Sir, you are yet to do a video on sound waves or transverse waves. You could animate particles moving as waves showing the compression and rarefication. I never could vizualize standing waves and beats phenomena happening as sound. You could also animate how an organ pipe works.
I figure I am now far enough beyond the best part being long gone to want to know the name of the tune that goes with this video (rather than only take it for granted). But as far as I have mostly gotten lately is stacks of strings of memory cells could have made a kid seem cool enough to find a girl while the above statement was far enough in the future not to worry about much. Another topic to consider is how this thing that seems to skip a beat can count and can be used to switch which of two memory cells is connected to the input of what its now part of and which output the (memory cells) are connected to as well as erasing one on time to use it to memorize what's at the input next. And how that memorizing , switching , erasing concept has other uses as well . Other than that these videos with their elevating etc. images set to that kind of music and the way the narrator speaks are really pieces of work to be admired.
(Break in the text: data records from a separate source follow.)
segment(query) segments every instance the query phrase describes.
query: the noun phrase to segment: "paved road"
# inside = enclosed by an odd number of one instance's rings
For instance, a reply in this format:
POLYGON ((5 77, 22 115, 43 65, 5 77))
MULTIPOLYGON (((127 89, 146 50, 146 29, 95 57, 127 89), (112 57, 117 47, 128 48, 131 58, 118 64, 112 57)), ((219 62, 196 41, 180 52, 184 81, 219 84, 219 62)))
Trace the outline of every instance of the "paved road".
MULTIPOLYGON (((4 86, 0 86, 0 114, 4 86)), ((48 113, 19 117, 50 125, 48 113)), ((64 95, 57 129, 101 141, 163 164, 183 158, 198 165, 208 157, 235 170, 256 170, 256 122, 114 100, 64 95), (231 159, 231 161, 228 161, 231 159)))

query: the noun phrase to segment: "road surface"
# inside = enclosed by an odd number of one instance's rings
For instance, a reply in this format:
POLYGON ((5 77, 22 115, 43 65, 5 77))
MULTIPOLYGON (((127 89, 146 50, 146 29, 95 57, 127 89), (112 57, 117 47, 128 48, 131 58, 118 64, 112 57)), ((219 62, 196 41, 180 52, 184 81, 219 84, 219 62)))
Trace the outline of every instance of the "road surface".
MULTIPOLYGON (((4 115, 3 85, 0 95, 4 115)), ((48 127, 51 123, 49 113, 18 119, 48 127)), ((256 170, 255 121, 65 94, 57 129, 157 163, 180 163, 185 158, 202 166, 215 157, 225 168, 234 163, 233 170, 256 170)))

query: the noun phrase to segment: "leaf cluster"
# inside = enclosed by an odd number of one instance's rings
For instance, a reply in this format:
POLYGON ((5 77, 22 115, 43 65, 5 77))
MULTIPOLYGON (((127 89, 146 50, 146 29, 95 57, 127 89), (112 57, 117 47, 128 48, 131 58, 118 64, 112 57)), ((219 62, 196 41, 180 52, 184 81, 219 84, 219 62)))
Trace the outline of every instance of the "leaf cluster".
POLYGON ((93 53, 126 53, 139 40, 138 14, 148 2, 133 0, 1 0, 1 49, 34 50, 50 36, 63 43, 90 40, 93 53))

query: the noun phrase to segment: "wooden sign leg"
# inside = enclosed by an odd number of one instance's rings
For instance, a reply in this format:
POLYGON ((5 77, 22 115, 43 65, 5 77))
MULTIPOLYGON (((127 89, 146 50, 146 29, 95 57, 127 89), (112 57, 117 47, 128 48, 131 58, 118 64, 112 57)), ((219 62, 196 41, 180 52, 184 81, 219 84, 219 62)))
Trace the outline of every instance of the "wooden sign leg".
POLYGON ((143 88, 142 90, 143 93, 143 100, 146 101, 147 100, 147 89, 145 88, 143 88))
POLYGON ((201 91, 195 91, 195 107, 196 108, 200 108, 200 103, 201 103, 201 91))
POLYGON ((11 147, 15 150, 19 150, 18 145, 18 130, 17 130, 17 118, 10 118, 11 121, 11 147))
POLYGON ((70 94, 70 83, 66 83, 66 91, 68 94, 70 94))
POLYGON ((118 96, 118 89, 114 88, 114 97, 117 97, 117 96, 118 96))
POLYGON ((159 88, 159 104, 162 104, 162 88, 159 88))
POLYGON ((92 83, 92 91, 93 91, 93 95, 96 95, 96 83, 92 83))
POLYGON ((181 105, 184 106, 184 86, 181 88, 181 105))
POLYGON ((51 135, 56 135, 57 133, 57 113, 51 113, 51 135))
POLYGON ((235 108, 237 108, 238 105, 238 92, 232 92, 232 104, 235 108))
Are you a telecommunication engineer or have any relation whith it? All the stuff in this channel (Calculus, Algebra, Physics, Electric Circuits , Electromagnetism, Fourier Analysis... etc) is completly related whith this carreer (which im studing). Im just curious to know :P I love your videos by the way! you do such a great work and it helps me a lot whith my studies. Keep it up!
Well, the "heavy object on a rubber sheet" analogy is okay as far as it goes. It allows us to visualize *_one_* tiny slice of how gravity is affecting space around the object. The problem is, that all of the space around the object _cannot_ be visualized. Never mind.
If we have a system where d/dt (x,y) = (y,0) is that unstable because any point (a,0) is an equilibrium: however if we start at (a,epsilon), then we will move infinitely far away from (a,0)
thank you very much about these videos really you helped me understand physics i v watched probably all of them and honestly you are the best but i have a question what are your next topics and when?